Re: RFC: replace pg_stat_activity.waiting with something more descriptive - Mailing list pgsql-hackers

From Alexander Korotkov
Subject Re: RFC: replace pg_stat_activity.waiting with something more descriptive
Date
Msg-id CAPpHfdt373MTh0NvOaTbExWCBbzBBoFKnHGonKPfLp9=fpZEXQ@mail.gmail.com
Whole thread Raw
In response to Re: RFC: replace pg_stat_activity.waiting with something more descriptive  (Amit Kapila <amit.kapila16@gmail.com>)
List pgsql-hackers
On Mon, Sep 14, 2015 at 2:12 PM, Amit Kapila <amit.kapila16@gmail.com> wrote:
On Mon, Sep 14, 2015 at 2:25 PM, Alexander Korotkov <aekorotkov@gmail.com> wrote:
On Sat, Sep 12, 2015 at 2:05 PM, Amit Kapila <amit.kapila16@gmail.com> wrote:
On Thu, Aug 6, 2015 at 3:31 PM, Ildus Kurbangaliev <i.kurbangaliev@postgrespro.ru> wrote:
>
> On 08/05/2015 09:33 PM, Robert Haas wrote:
>>
>>
>> You're missing the point.  Those multi-byte fields have additional
>> synchronization requirements, as I explained in some detail in my
>> previous email. You can't just wave that away.
>
> I see that now. Thank you for the point.
>
> I've looked deeper and I found PgBackendStatus to be not a suitable
> place for keeping information about low level waits. Really, PgBackendStatus
> is used to track high level information about backend. This is why auxiliary
> processes don't have PgBackendStatus, because they don't have such information
> to expose. But when we come to the low level wait events then auxiliary
> processes are as useful for monitoring as backends are. WAL writer,
> checkpointer, bgwriter etc are using LWLocks as well. This is certainly unclear
> why they can't be monitored.
>

I think the chances of background processes stuck in LWLock is quite less
as compare to backends as they do the activities periodically.  As an example
WALWriter will take WALWriteLock to write the WAL, but actually there will never
be any much contention for WALWriter. In synchronous_commit = on, the
backends themselves write the WAL so WALWriter won't do much in that
case and for synchronous_commit = off, backends won't write the WAL so
WALWriter won't face any contention unless some buffers have to be written
by bgwriter or checkpoint for which WAL is not flushed which I don't think
would lead to any contention. 
 
Hmm, synchronous_commit is per session variable: some transactions could run with synchronous_commit = on, but some with synchronous_commit = off. This is very popular feature of PostgreSQL: achieve better performance by making non-critical transaction asynchronous while leaving critical transactions synchronous. Thus, contention for WALWriteLock between backends and WALWriter could be real.

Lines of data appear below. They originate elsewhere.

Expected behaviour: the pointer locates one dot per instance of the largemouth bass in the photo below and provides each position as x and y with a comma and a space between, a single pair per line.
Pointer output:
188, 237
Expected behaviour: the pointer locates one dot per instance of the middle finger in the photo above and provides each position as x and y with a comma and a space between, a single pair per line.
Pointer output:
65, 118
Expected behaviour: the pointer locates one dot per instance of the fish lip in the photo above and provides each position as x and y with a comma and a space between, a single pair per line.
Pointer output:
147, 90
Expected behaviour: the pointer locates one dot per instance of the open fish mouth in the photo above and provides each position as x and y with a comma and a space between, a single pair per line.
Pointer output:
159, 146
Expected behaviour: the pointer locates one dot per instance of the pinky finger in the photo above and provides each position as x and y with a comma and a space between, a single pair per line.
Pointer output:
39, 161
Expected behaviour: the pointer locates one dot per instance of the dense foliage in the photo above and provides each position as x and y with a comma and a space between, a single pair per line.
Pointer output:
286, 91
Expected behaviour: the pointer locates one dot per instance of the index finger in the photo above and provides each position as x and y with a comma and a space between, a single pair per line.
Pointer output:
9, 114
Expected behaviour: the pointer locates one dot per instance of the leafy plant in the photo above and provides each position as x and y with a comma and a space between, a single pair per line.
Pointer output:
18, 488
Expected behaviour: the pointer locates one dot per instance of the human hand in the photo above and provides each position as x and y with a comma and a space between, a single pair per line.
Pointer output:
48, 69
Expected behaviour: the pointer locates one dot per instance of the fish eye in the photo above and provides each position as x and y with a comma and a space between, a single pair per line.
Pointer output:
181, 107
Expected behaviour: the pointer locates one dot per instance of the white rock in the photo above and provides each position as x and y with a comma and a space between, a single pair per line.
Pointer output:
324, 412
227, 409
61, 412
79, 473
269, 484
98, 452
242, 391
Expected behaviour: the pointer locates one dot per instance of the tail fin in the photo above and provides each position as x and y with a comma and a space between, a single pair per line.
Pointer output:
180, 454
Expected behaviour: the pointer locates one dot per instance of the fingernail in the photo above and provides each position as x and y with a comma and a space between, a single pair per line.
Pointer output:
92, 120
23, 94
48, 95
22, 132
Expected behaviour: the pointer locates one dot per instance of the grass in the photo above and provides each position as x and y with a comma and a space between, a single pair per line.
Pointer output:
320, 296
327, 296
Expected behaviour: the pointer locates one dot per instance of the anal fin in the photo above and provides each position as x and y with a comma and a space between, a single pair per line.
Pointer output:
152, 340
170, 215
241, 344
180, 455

I think it is difficult to say that can lead to contention due to periodic
nature of WALWriter, but I don't deny that there is chance for
background processes to have contention.

We don't know if there could be contention in advance. This is why we need monitoring.
  
I am not denying from the fact that there could be some contention in rare
scenarios for background processes, but I think tracking them is not as
important as tracking the LWLocks for backends.

I would be more careful in calling some of scenarios rare. As DBMS developers we should do our best to evade contention for LWLocks: any contention, not only between backends and background processes.  One may assume that high LWLock contention is rare scenario in general. Once we're here we doesn't think so, though.
You claims that there couldn't be contention for WALWriteLock between backends and WALWriter. This is unclear for me: I think it could be.

I think there would be more things where background processes could wait
than LWLocks and I think they are important to track, but could be done separately
from tracking them for pg_stat_activity.  Example, we have a pg_stat_bgwriter
view, can't we think of tracking bgwriter/checkpointer wait information in that
view and similarly for other background processes we can track in other views
if any related view exists or create a new one to track for all background processes.
 
Nobody opposes tracking wait events for backends and tracking them for background processes. I think we need to track both in order to provide full picture to DBA.


Sure, that is good to do, but can't we do it separately in another patch.
I think in this patch lets just work for wait_events for backends.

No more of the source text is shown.